It did not look it, but my old VW was a lot roomier on the inside as a place to live than my current home, my ’87 Duster. I do count my great blessing that although cramped, it is dry.

The new month of October has found me once again homeless in abbotsford. High housing prices, tight housing market and the limited funds available to be spent on shelter defeated my efforts to find suitable accommodation to move into before October 1. At least this time I do have experience with the organization and planning required to at least have a chance to continue to search for a healthy place to live.

The next time you see a homeless person do not be quick to assume they are living homeless because they choose to – it just may be me and it certainly is not my first choice to be living in my car on the cold, wet streets of Abbotsford once again. It is just the reality of affordable housing in Abbotsford and cities across Canada.
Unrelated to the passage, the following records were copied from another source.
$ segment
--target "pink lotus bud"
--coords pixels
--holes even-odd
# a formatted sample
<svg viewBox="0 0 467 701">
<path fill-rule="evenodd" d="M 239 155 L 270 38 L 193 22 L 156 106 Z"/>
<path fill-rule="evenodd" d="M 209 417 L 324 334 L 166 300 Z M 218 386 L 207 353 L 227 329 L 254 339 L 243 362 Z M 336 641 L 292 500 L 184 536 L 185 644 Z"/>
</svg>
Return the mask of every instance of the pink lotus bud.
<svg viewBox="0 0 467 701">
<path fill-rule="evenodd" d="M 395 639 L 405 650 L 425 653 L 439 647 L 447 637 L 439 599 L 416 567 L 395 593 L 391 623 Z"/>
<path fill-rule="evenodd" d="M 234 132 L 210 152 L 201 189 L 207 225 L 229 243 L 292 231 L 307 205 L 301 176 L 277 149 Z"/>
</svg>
Making my current homeless state more frustrating to me personally is that outside of housing my life was and is in many ways, starting to come together with some very interesting and challenging opportunities on the horizon. However it is now going to require a great deal of effort just to continue to move forward rather than just giving up in defeat. I have no desire to join the ranks of those beaten down to the point they have moved from homelessness to hopelessness.

There are some places that would fall within my limited budget had they been able to meet my one must requirement for a place to live; with my one requirement for housing for myself being that it be healthy. I have had the maddening and sad experience of watching those striving to get their lives back that made the mistake of thinking that having a roof over your head was worth living in an unhealthy environment.

I would see them come out of treatment or off the street full of energy and plans to get back their lives. In their desperation with the lack of affordable and healthy living space they would take whatever they could get. A few weeks (or less) later I would see them again – back into addiction, mental illness, despair and hopelessness.

My mental health and wellness is far to important to me, having taken years of hard work, to put it at risk in an unhealthy environment. I know from previous experience that I can maintain my mental health better living in my car than in the unhealthy housing situations so many of the homeless are forced to accept and then regret. What good is a place to live if it is going to rob you of your mental health, your future and dump you hopeless into homelessness.

City hall, city councillors, our mayor and the social development committee may be comfortable speaking so glibly of years before we can get anything concrete accomplished on the affordable housing front. This was an unacceptable attitude to me last month and the only difference this month is that the need for affordable housing NOW is more urgent to me in a personal manner.

So if you see someone who is homeless do not jump to the conclusion it is by choice. It may well be a reflection of the economic reality of prohibitive housing costs making healthy, secure affordable housing a dream to be chased for the poor and homeless. At least until people demand politicians act, not just flap their jaws in dealing with the affordable housing crisis before it becomes a disaster.

I know for myself that if preserving my mental health and getting more stability and control of my life requires another stint of living in my car for a period of time I will do that. I just hope it proves much shorter than the near two years of my last character test by homelessness.